Roxani’s essay in ‘I Remember’ Scotland’s Covid memorial book

Friday 15 March 2024


A St Andrews International Relations lecturer specialising in the politics of love and care in the aftermath of loss, particularly in conflict zones, has made a major contribution to I Remember – Scotland’s Covid memorial and a book which documents the pandemic.

Scotland’s Covid memorial consists of a chorus of initiatives, including sculpture tree structures and a memorial walk in Glasgow’s Pollok Country Park, created by the artist Alec Finlay, a crowd-sourced collection of public testimonies compiled in audiobook form and read by Robert Carlyle, and collections of photographs by Hannah Laycock and George Logan, among others. These initiatives are now accompanied by a book called I Remember: a Visual Record of Scotland’s Covid Memorial. The aim is to commemorate an event that, for many, is not over yet.

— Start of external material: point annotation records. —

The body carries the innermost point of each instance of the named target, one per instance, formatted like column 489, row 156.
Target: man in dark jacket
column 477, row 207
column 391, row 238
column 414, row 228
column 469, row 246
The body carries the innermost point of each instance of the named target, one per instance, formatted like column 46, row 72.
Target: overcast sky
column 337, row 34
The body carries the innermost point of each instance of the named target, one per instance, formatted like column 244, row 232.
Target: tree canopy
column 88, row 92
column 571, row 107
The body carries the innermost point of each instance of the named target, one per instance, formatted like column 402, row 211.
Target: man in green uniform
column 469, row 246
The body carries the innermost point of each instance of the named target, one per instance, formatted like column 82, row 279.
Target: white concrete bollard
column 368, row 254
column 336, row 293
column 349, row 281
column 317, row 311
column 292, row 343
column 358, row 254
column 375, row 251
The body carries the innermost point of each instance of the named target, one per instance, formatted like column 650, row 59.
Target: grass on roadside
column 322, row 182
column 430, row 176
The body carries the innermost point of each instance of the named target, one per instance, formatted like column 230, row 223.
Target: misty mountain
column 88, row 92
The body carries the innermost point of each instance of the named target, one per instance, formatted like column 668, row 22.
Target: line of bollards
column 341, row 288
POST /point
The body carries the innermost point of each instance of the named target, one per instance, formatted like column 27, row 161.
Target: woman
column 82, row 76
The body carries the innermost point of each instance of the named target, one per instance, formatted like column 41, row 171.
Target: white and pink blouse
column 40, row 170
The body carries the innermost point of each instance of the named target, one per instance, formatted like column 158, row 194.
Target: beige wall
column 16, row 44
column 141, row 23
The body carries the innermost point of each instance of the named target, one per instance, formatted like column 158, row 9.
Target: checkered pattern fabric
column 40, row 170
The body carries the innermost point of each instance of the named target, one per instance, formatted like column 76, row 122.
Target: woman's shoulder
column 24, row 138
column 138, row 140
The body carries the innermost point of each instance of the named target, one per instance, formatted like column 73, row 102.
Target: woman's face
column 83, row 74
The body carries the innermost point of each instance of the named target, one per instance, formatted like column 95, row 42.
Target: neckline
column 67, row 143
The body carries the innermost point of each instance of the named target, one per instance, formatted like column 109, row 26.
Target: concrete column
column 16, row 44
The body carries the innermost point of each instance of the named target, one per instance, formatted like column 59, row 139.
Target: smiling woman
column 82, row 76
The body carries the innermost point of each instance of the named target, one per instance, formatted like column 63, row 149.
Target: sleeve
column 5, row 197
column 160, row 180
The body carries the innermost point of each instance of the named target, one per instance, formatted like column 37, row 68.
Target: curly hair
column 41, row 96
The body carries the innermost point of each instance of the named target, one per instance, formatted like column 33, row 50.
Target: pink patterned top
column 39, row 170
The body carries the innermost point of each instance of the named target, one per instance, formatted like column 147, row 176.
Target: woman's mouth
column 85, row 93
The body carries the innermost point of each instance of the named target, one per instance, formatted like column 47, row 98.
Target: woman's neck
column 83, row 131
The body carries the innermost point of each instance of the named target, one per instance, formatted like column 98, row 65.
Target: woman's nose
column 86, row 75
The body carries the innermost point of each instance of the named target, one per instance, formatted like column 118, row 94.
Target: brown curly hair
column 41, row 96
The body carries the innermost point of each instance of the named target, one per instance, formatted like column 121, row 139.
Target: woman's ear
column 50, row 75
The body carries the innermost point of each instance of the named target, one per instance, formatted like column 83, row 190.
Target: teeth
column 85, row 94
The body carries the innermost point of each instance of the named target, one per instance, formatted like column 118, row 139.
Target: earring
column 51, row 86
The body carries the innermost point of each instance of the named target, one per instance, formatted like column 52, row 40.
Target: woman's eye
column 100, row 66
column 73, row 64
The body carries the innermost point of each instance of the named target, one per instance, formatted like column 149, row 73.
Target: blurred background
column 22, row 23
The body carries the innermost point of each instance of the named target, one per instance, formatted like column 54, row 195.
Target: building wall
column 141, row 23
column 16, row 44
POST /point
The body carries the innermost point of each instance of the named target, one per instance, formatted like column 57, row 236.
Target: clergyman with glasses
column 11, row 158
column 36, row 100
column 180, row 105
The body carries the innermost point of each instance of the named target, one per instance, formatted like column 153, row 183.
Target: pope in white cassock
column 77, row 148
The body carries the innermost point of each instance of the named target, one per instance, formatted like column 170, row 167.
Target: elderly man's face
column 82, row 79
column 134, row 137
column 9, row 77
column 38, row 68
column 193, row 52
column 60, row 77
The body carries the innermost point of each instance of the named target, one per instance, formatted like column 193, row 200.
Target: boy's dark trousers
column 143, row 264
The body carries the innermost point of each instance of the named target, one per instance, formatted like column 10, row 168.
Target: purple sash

The opening essay in the memorial book, ‘Living Memory’ is by Dr Roxani Krystalli, an academic at St Andrews School of International Relations, who experienced the loss of her mother during the pandemic. While her mother didn’t die from Covid-19, Roxani, like so many others, was unable to travel home to Greece to say goodbye.

In a piece published by The Herald ahead of the Day of Reflection last Sunday, Roxani discusses the impact of society moving on from an event like the pandemic, and trying to draw it to a close through language, while, at the same time the experience is not over for so many people. She questions the use of terms like ‘post-pandemic’ when so many suffer from Long Covid and the after-effects of loss. She also questions the role of those in power and their desire “to get back to what we call normal and behave as if it is all over”.

She said that, while it’s not the case in the I Remember memorial, the creation of memorials can sometimes be part of a desire to cut short and move on, to not acknowledge the way that trauma is still part of people’s lives.

Covid Memorial image by George Logan
Covid Memorial image by George Logan

Describing the impact the memorial tree structures and the memories of the bereaved, which all begin I remember, had on her while visiting the park for the first time, Roxani said: “The bereaved, in this narrative, are not only people who can claim proximity to death. What they – what we – have lost is varied, and so are our responses to that loss and to each other’s pain. People mourn weddings and graduations that didn’t happen, they wish for an educational experience not punctuated by ‘you’re on mute’. They lament that there were newborn babies cuddled only by their parents, and grieve for dreams – of fertility, life partners, a different life – deferred. And there is, of course, still so much death.”

The memorial book has been published by Stewed Rhubarb Press, and Roxani Krystalli’s essay is also available to read on PURE.


Issued by the University of St Andrews Communications Office.